Are the Pirates doing better than the Indians at drawing crowds? I will look up that information and insert it here later. The Pirates also look to have trouble selling tickets this offseason--they will have no All-Star game boost.
Pluto argues that it takes money:
Dolan and his father, Larry, have to spend more than they have in recent years. Yes, the three highest payrolls in team history were under the Dolans: $78 million in 2000, $96 million in 2001 and $82 million in 2002.
Since then, their highest has been this season's $56 million payroll, which ranks 24th in baseball. By comparison, Central Division contenders Chicago (fourth at $102 million), Detroit (14th at $82 million) and Minnesota (19th at $63 million) are outspending the Tribe.
If a team doesn't have a budget that at least matches that of the frugal Twins, it has no chance to compete consistently in the division.
He could be right, more money would help. But Pirates fans tend to ask not so much for more money but for better use of the money they have. We know that money is not everything if it is spent wisely. I've been reading up on the Indians because I've been looking for a GM to tout as doing better with a similar situation than Littlefield has done with his. Shapiro may fit that bill, but here the local Cleveland media talk only money and take Shapiro's better trading record for granted. (As perhaps they should; perhaps it is not so outstanding as to exceed expectations.)
The Indians are averaging 25,507 fans. That's 24th out of 30 teams, which is the same ranking they have in total salary.
Dolan said next year's payroll will be ``north of $60 million.''
Realistically, the payroll must approach $70 million if ownership is serious about returning the team to contention.
The front office also has to change some tactics. So often, they spend the winter chasing free agents and signing none of them. A better approach would be to explore the trade market, dealing for talented players on teams looking to cut payroll, and using prospects as bait.

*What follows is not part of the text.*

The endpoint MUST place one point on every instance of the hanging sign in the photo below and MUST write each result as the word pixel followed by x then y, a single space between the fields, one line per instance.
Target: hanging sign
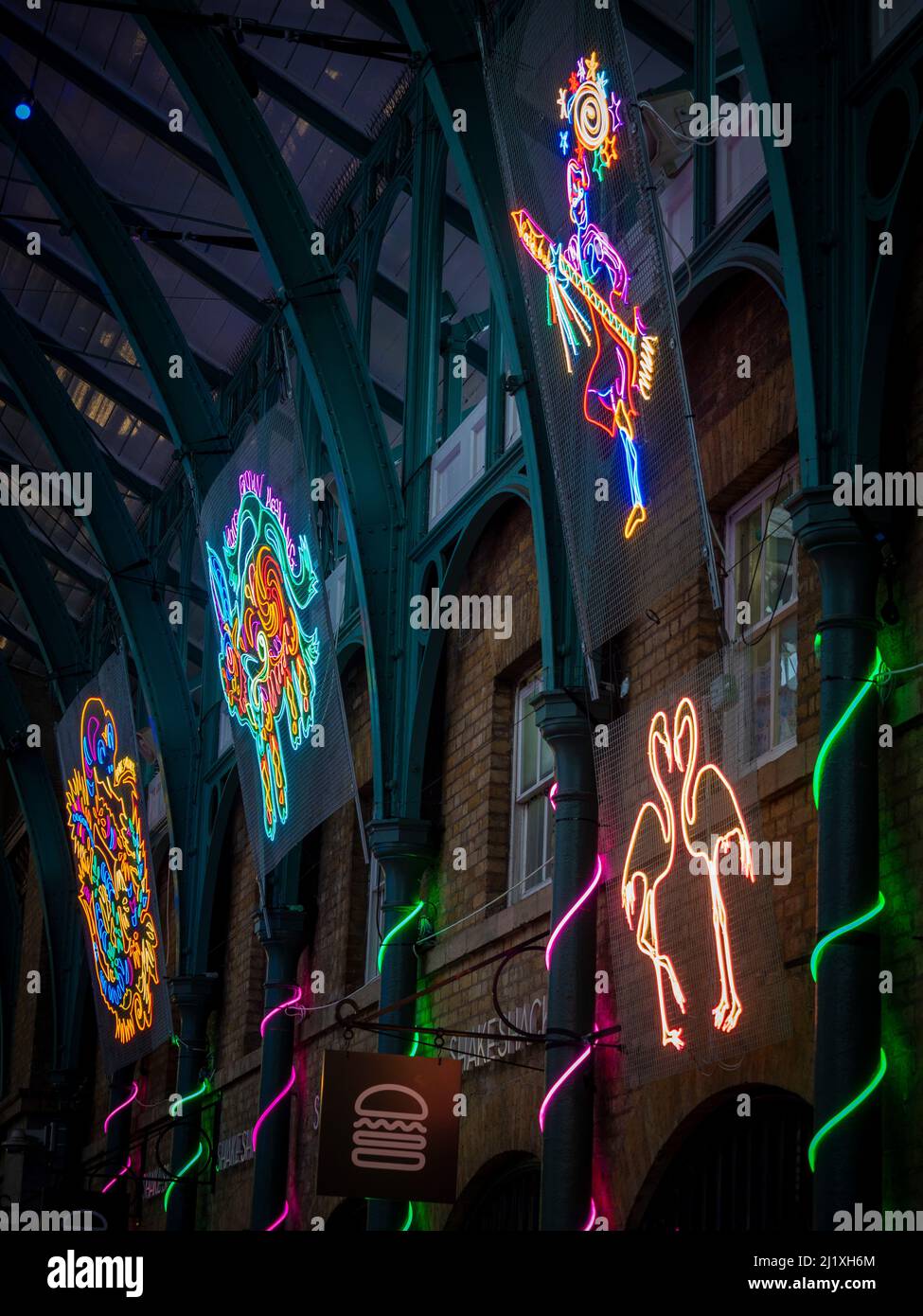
pixel 389 1127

How many high-payed players earn their salary (relative to what one can pay a young guy)? The Phillies already gave away Bobby Abreu. And how many teams are cutting payroll this off-season? I don't hear about so many, but if another Abreu becomes available for a rate he should earn, the Pirates would also be wise to take him.
Finally, what other teams are owned by people accused of profiting "excessively" and disregarding the imperative to win? Pirate fans may have more company than I first suspected.
Just read Dayn Perry's summary of Loria's work as an owner, and I wonder if the Nuttings are all that bad.
My main problem with whoever owns the Pirates today has been the unlimited patience with failure. Now that the Pirates are playing better than .500 ball since the All-Star Break, I suppose ownership feels encouraged about "staying the course." Loria's won a championship, and winning is everything, but Dayn Perry's unflattering portrait makes the Nuttings look reasonable.
Monday, August 14, 2006
John Perrotto has rumors, and this is the big one:
A source close to the Nutting family indicates that Pirates ownership is losing patience with General Manager Dave Littlefield and may fire him at the end of the season, even though they extended his contract one year through the 2008 season on opening day. If Littlefield is let go, his waterloo will have been acquiring $18.5-million worth of declining veterans in Sean Casey, Joe Randa and Jeromy Burnitz last winter and getting little production in return.
The trade for Shawn Chacon, as Perrotto notes here, was more stupid than each of those signings.